Listen/Buy: Bandcamp

Dean Johnson – I Hope We Can Still Be Friends
Of course, an incredible vocalist ain’t half bad either, and while it’s not the only thing to recommend Dean Johnson, it is the first thing that will bowl you over about his new record I Hope We Can Still Be Friends. Johnson is a true country crooner, a kind of sunny, West Coast Willie Nelson. I Hope We Can Still Be Friends is just Johnson second album as a solo act after spending decades as a musician for hire in the Pacific Northwest but serves as wonderful collection of downbeat country ditties, tumbling tumbleweeds on their way to nowhere in particular in search of nothing but a porch swing and a cold, hard beverage.
Listen/Buy: Bandcamp | Rough Trade (vinyl)

Willi Carlisle – Winged Victory
Old-timey charm has always been a part of country music, but sometimes that can be suspiciously pre-packaged. Nothing but homage, like a filtered instagram post of a tradwife churning butter. On the surface, Will Carlisle—Kansas bred, big as cottonwood tree, rocking suspenders and cowboy hat—might appear just that, but this is an artist intent on both embracing and undermining classic country traditions. Armed with the garrulous swagger of a smalltown preacher who moonlights as an auctioneer and a voice somewhere between a train whistle and a hound dog, Carlisle comes from a polka tradition and blends both originals and traditional covers to create an oeuvre all his own. Take, for example, “Big Butt Billy,” perhaps the only song ever sung to deify the derriere of a non-binary server at a local hole-in-the-wall. “Well good God almighty, hail Satan, I’ve never seen a finеr they/them than Big Butt Billy,” sings Carlisle with not a hint of sarcasm. Then there’s a song like “Beeswing,” with none of the humor but all the heart, an ode to a former lover too delicate and wayward for the world in which she was born, a rambling itch never to be scratched.
Listen/Buy: Bandcamp | Rough Trade (vinyl)

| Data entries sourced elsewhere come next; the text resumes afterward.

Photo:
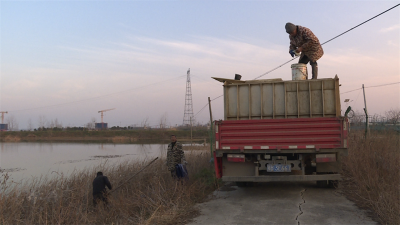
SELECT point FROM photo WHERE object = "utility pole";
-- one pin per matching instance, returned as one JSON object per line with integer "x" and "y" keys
{"x": 188, "y": 112}
{"x": 211, "y": 126}
{"x": 191, "y": 134}
{"x": 2, "y": 116}
{"x": 366, "y": 114}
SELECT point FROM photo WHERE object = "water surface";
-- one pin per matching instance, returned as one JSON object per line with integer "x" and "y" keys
{"x": 24, "y": 161}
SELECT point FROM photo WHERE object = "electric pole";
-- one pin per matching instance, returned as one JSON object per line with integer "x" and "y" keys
{"x": 366, "y": 114}
{"x": 188, "y": 113}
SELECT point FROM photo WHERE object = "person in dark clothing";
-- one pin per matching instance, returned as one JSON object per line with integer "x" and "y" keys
{"x": 99, "y": 188}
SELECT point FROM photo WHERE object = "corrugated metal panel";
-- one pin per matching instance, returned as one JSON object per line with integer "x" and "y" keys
{"x": 282, "y": 99}
{"x": 3, "y": 126}
{"x": 101, "y": 125}
{"x": 296, "y": 133}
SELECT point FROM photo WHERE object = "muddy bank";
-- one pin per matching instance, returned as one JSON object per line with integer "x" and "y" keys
{"x": 154, "y": 136}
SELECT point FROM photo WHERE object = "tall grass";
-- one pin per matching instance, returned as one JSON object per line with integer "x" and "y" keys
{"x": 152, "y": 197}
{"x": 372, "y": 176}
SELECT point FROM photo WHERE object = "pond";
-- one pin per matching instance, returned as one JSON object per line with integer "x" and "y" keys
{"x": 23, "y": 161}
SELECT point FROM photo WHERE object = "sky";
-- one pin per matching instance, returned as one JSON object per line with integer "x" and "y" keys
{"x": 67, "y": 60}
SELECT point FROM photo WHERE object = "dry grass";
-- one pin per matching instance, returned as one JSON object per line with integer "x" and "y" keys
{"x": 152, "y": 197}
{"x": 372, "y": 177}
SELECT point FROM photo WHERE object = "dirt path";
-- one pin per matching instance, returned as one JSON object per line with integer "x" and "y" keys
{"x": 280, "y": 203}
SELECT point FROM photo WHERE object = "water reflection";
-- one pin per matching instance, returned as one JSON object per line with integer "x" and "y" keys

I Will Swim to You: A Tribute to Jason Molina
I’ve hinted at the importance of musical lineage throughout this column, something I feel is especially important within alt-country. This last record, I Will Swim to You, is a direct testament to that idea. Jason Molina is a name I’ve already evoked, an important one in the history of alt-country music. Sadly, his is not the only name in the pantheon to be spoken in past tense. Though Molina died at age 39 back in 2013, his legacy has surely lived on in the wave of current artists that continuously cite him as an essential inspiration. Some of them, of course, are included in this recent collection of covers, including Friendship (“Hard to Love a Man”), Sadurn (“The Old Black Hen”), MJ Lenderman (“Just Be Simple”), and Trace Mountains (“The Dark Don’t Hide It”). While each put their own spin on his aching tales of disconnection and loss, the soul of these songs remain a shining light for those who continued to be inspired by Molina’s songwriting. It’s easy to imagine many of these artists, and the others on the record, inspiring further generations to embrace the malleable genre, continuing the legacy into infinity.